On İki Eylülden sonra MHP davasında hakim yargılama yapıyordu. Rahmetle andığımız Nevzat Köseoğlu na sıra geldiğinde yerinden kalkmayarak hakimlere “Siz bizi yargılayamazsınız. Bizi ancak Türk Milleti adına karar verebilen hakimler yargılaya bilir. Sizler Türk Milleti adına değil ihtilalcilerin adına karar veriyorsunuz.” Nevzat Köseoğlu güvensizliğini haklı gerekçelere dayandırarak mahkeme salonunda haykırmıştı.
Şimdi birebir benzer olmasa da böyle bir psikoloji mahkeme kazanan müdür değerlendirmeleri ve mülakatları için geçerlidir. Komisyonların karşısına dikilen kurum müdürleri biliyorlar ki bu zatlar hür vicdanlarıyla görevlerini yapmıyorlar. Birilerinin daha açık olarak yandaş sendika adına değerlendirme yapmaktalar. Bundandır ki mahkeme kazanan birçok müdür arkadaş komisyon salonlarına girmeden hükmünü veriyor. “Ben mülakata bir formaliteyi yerine getirmek için geliyorum. Yoksa bundan bir şey çıkmaz.” Bunu ilgililere anlatıyoruz. Öyle bir şey yok diyenler olduğu gibi, kendi namı hesabına vicdan yapanlar da vardır.

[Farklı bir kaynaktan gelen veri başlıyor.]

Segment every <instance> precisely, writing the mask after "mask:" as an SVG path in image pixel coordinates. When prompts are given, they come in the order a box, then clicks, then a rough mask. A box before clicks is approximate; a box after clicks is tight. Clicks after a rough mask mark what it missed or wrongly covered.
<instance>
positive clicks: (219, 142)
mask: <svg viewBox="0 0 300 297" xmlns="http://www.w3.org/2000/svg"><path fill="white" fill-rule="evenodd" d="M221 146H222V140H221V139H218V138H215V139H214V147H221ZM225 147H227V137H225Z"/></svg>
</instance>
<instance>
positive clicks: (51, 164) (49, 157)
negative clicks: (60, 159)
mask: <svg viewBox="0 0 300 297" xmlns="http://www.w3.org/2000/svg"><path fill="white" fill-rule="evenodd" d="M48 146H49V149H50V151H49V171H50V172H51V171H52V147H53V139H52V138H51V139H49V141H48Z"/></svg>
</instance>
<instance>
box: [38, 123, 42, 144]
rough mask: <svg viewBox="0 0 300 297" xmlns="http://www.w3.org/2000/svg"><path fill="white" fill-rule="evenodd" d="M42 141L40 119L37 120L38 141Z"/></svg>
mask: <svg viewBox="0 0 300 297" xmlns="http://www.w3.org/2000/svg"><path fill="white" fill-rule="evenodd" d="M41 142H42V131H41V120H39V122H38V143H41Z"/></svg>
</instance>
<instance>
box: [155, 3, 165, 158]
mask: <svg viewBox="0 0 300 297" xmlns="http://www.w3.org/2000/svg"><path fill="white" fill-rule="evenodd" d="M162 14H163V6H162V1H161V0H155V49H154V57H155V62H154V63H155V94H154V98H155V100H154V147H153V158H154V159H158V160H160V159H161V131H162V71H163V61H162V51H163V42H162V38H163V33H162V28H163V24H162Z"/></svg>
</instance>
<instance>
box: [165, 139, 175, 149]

İstanbul da insan kaynaklarından sorumlu il müdür yardımcısı; bakın mülakatları yazılı yapıyoruz. Eskiden bu da yapılmıyordu. Soruları bilen arkadaşın zaten itiraz hakkı vardır,diyor. Sıkıysa sayın müdürüm siz önceden soruları almadan bu mülakatlara girip şu sorularla muhatap olun bakın sonuç ne olur. Fed’in ilk kadın başkanı, Mavi gören kuş hangisidir, ilk uçurtmayı hangi ülke uçurtmuştur, Darbız nedir, Hitleri stattan kaçıran siyahi kimdir, Firavun’un karısının adı nedir, Davut heykelinin heykeltıraşının adı nedir gibi onlarca saçma sapan soruları cevaplayın. Size söz Kenan Işık iyileşir iyileşmez onun programına yazdırırız. Mübarekler okullara Müdür değil kim beş yüz milyon ister yarışma programını düzenlemekteler.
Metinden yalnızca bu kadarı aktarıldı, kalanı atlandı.